Yargıtay Cumhuriyet Başsavcılığı tarafından düzenlenen Avrupa İnsan Hakları Sözleşmesi Çerçevesinde Sosyal Medyada İfade Özgürlüğü Çalıştayı gerçekleştirildi. Oldukça geniş bir kapsama sahip çalıştayda Avrupa Birliği (AB) Türkiye Delegasyonu Başkan Yardımcısı Bela Szombati ve Anayasa Mahkemesi Başkanvekili Alparslan Altan önemli açıklamalarda bulundu.
Mücadele etmek yerine dinlemeliyiz
Ankara’da gerçekleştirilen çalıştayda ifade özgürlüğü üzerinde duran Szombati, Gezi olayları sırasındaki Twitter tutuklamalarına dikkat çekti. Gezi Parkı ile ilgili paylaşımların tehdit olarak algılandığını belirten Szombati, “mücadele etmek yerine, onları dinlemek durumundayız. Binlerce internet sitesini de körü körüne yasaklanması olmaz” diye konuştu. Bu konuda nefret suçları veya kamu düzenini bozan suçların ayrı tutulması gerektiğini savunan Szombati, Avrupa İnsan Hakları Mahkemesi (AİHM) içtihatlarının kılavuz olarak alınması gerektiğini söyledi.
Siyasi iktidarın baskısı ve medyayı yönlendirme çabaları
Sosyal medyanın artık tüm bilim alanlarını ve sosyal davranışları etkilediğini vurgulayan Anayasa Mahkemesi Başkanvekili Alparslan Altan ise medyadaki kartelleşme, ticari veya siyasi amaçlarla medyayı yönlendirme girişimleri, siyasal iktidarların çeşitli yollarla medyayı ele geçirme, susturma ve etkisiz hale getirme çabalarına karşı sosyal medya özgürlüğünün önemli bir role sahip olduğunu ifade etti.
Altan’a göre aynı zamanda sosyal medyada ifade özgürlüğünün kapsam ve sınırlarının belirlenmesi de bir hayli önemli. Zira Altan, ortaya çıkan hukuki problemler için çözüm önerileri oluşturulması, hukuki uygulayıcılarının internet ve medya alanındaki teknik bilgi eksikliğinin giderilmesi konusunda uzmanlarla yapılacak işbirliğinin ifade özgürlüğü adına önemli bir gelişme olacağı görüşünü savunuyor.
“Klasik medya anlayışı geride kaldı”
Çalıştayda söz alan Yargıtay Cumhuriyet Başsavcısı Hasan Erbil de internet ve sosyal medyanın hızla gelişerek insan hayatında daha çok yer ettiğini belirttiği konuşmasında şunları söyledi:
“Sosyal medya kanallarının yaygınlaşması ve insanların iletişim kurma biçimlerini baştan aşağıya değiştiren yeni iletişim aygıtlarının ortaya çıkmasına paralel olarak günümüz dijital medyası önemli bir dönüşümden geçmektedir.

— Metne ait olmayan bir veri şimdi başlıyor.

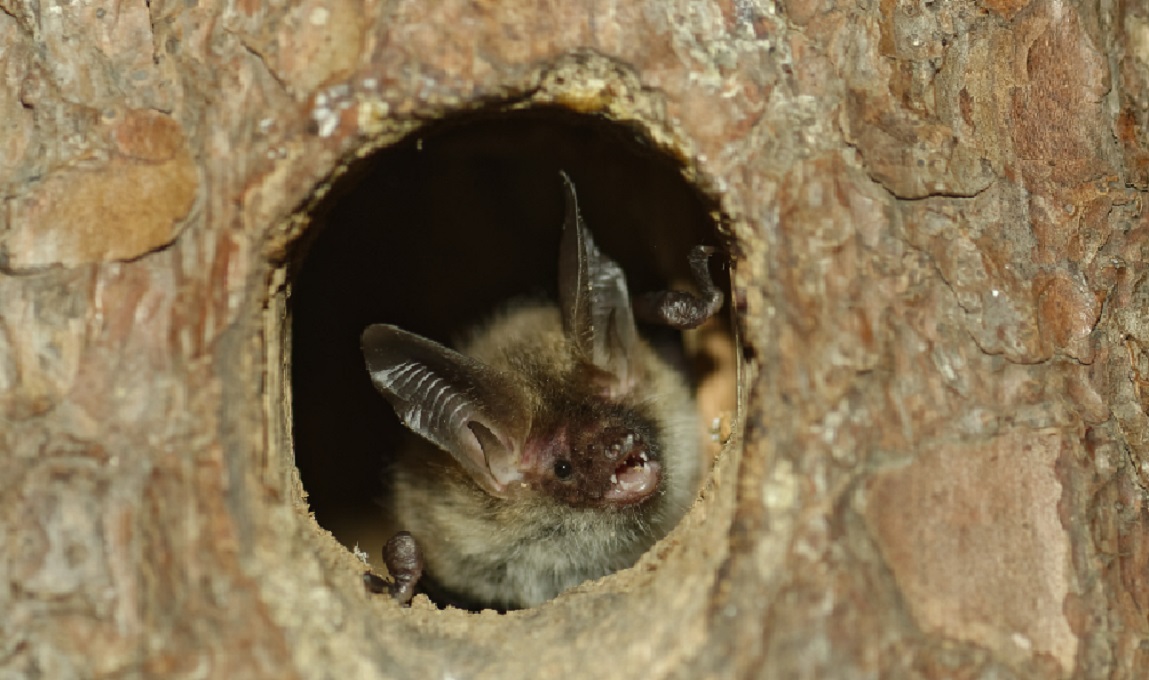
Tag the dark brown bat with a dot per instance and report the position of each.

Artık klasik medya anlayışı çok gerilerde kalmıştır. Zira sosyal medya, insanlar arası iletişimin devamlı ve küresel nitelikte olmasını sağlamıştır. Artık her birey, sosyal medya kanalları sayesinde bilgi ve haberleri toplama, raporlama, analiz etme ve yayma imkanına kavuşturmuştur ki, bu ideal anlamda katılımcı demokrasinin günümüzdeki tezahüründen başka bir şey değildir. Bir başka ifadeyle, sosyal medya bireyleri sadece haber ve bilginin tüketicisi değil aynı zamanda bir parçası haline getirmiştir.”

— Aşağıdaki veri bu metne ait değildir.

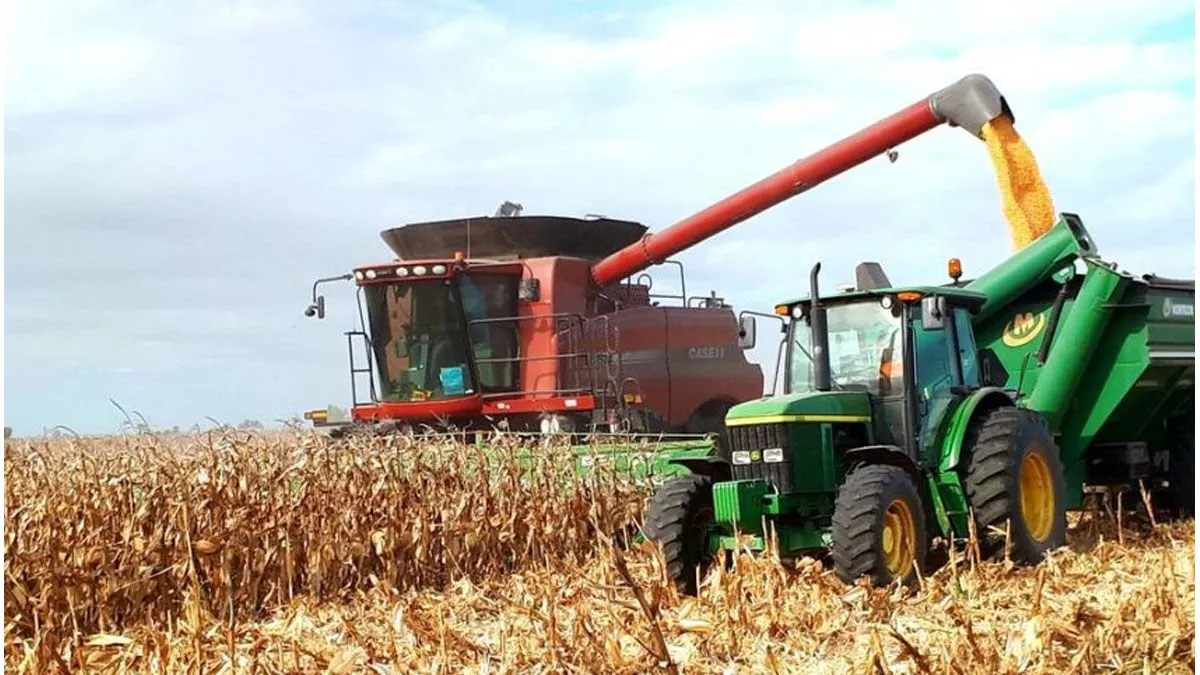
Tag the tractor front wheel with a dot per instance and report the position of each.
(879, 526)
(677, 518)
(1014, 476)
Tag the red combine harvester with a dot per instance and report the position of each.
(497, 322)
(534, 322)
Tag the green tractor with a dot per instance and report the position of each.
(910, 411)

Sosyal medya yasama, yürütme ve yargı organlarının kararlarını dahi etkiliyor
Klasik medyada en önemli aktörün profesyonel gazeteciler olduğunu söyleyen Erbil, sosyal medyada ise mesleği, dili, milliyeti, rengi, maddi gücü, eğitim seviyesi birbirinden çok farklı insanların gazeteci vatandaş rolüyle bilginin asıl kaynağı haline geldiğini, bunun yasama, yürütme ve yargı organlarının karar alma süreçlerini dahi etkilediği kaydetti.

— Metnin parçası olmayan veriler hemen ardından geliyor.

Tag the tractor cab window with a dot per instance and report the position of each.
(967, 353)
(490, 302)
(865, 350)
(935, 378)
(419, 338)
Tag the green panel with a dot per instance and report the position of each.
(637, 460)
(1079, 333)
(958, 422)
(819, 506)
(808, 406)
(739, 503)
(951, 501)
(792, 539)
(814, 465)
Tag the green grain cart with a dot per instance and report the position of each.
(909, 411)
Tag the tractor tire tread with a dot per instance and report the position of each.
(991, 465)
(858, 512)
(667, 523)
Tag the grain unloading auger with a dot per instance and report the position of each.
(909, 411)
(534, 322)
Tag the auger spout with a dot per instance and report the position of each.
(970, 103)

Erbil’in konuşmasından diğer önemli satır başları ise şöyle:
– İfade özgürlüğü internete erişim hakkını da kapsar. Tüm devletlerin vatandaşların internete erişim hakkını güvence altına alma yükümlülüğü olduğu gibi herkesin de bilgi toplumuna katılma hakkı vardır.
– İnternet yayıncılığına getirilen her türlü sınırlama haber alma ve verme hakkının kısıtlanması anlamına gelir. AİHM, yalnızca haber verme hakkını değil, aynı zamanda toplum için haber alma hakkını da güvence altına alır.
– Yirminci yüzyılı biçimlendiren entelektüel tartışmalar dijital medya teknolojileri ışığında yeniden ele alınmalı, toplumların dönüşümü irdelenmeli, ortaya çıkan yeni olgular tartışılmalıdır.
– Tüm sorunların çözümü adına, ülke içi kurumlar arasındaki koordinasyonun sağlanması ve uluslararası işbirliğinin geliştirilmesi gereklidir.